Expressing game mechanics involving several dice as a single random variable

Question

I want to know how can be expressed mathematically (if at all!) a certain game mechanic that produces a single number by rolling several dice and making decisions based on the results. I'm lost at how to express it, as it is not a simple linear combination or condition.
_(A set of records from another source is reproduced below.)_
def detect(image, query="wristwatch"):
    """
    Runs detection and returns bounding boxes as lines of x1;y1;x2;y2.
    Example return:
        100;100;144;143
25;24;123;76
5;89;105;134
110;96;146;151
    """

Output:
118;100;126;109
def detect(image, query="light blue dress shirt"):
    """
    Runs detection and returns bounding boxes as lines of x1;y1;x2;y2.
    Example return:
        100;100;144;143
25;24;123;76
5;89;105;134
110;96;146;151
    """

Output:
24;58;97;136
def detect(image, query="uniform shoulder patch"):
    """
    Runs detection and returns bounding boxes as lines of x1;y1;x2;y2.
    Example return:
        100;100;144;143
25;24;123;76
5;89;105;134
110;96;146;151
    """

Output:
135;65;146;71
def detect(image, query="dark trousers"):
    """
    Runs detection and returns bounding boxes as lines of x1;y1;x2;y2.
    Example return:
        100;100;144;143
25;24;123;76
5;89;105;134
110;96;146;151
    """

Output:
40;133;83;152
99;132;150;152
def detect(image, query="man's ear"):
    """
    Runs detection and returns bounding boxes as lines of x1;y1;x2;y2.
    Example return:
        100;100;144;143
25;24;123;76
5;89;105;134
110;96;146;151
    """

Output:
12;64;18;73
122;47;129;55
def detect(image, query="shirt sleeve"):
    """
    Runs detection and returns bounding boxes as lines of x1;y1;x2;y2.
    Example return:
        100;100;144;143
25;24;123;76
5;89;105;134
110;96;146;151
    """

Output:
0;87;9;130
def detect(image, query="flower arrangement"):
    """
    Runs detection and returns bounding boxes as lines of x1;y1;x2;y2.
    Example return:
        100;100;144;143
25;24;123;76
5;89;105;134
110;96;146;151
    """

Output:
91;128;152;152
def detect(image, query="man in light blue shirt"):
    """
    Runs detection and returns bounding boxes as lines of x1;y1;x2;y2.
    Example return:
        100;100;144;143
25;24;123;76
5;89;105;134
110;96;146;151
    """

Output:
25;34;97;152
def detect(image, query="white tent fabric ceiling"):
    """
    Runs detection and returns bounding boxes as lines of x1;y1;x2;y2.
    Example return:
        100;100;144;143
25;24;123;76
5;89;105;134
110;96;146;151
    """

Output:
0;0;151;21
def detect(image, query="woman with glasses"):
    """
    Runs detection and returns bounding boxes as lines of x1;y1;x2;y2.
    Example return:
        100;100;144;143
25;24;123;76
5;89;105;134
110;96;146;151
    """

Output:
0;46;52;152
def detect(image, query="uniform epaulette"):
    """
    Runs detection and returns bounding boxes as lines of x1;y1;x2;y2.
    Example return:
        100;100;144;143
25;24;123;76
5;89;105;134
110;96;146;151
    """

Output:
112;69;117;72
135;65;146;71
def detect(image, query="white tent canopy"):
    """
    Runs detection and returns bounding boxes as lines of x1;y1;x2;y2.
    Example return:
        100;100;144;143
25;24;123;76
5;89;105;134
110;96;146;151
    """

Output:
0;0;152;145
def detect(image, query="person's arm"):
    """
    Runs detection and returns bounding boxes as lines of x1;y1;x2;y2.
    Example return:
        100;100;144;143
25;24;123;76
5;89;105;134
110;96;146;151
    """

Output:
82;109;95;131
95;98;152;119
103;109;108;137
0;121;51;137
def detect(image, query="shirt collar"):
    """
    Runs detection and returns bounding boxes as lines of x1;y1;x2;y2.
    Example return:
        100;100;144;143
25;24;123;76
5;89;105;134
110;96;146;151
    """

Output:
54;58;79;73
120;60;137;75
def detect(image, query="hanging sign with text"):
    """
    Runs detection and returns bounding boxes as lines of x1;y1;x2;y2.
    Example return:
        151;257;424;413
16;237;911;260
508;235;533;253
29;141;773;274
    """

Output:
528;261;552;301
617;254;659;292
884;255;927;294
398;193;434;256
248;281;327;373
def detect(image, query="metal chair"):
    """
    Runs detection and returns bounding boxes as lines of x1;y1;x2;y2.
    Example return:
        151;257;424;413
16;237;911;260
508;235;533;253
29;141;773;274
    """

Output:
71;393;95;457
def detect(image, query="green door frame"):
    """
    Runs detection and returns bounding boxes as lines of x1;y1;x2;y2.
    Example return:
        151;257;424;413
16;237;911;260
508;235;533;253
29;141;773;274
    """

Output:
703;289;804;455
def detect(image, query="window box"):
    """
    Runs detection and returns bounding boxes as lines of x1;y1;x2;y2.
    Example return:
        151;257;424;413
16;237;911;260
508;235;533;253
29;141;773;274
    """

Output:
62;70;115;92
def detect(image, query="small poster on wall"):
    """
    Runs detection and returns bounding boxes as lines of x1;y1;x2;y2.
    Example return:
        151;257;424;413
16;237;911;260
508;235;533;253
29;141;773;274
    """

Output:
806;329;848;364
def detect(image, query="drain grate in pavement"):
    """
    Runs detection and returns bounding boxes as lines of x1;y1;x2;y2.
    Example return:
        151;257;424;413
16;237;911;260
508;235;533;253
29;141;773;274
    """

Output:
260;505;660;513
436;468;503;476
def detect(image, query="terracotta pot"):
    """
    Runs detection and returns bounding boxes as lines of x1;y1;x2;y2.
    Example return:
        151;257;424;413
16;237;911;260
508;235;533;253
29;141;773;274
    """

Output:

My intent is to understand well the mathematical expression of the algorithm and to know if it's possible to compute more effectively (by hand and with software) values like expected value and variance, or if it's necessary to just find out the Probability Mass Function for the whole system, and calculate from there.

The mechanic is an attack sequence similar to many RPG games, where a first die roll determines success or failure in an attack, and success means rolling more dice to find how much damage was dealt. It is a tiny bit more involved than typical D&D, but here is a simplified example with some fixed values for simplicity:

1. Roll a $20$ sided die, and if the value is $5$ or lower is a miss, but still produces $3$ damage. No need to roll anything more.
2. If the previous roll was $6$ or higher it was a hit. Roll a standard $6$ side die, and if a $5$ or $6$ is rolled it was a traumatic hit, otherwise it was a normal hit.
3. Roll a $10$ sided die for the amount of damage dealt. If a traumatic hit was rolled before, the damage is multiplied by $3$. Otherwise is just the amount just rolled.

It is reasonably easy to make the PMF for this:

• $25\%$ of chance of failure, which produces a result of $3$.
• 50% of regular hit, which will produce the results from $1$ to $10$ with 5% chance each.
• $25\%$ of the trauma hit, which again is split in the results $3, 6, 9\ldots$ up to $30$ (because it's $1, 2, 3,$ etc. multiplied by $3$), each with $2.5\%$ chance.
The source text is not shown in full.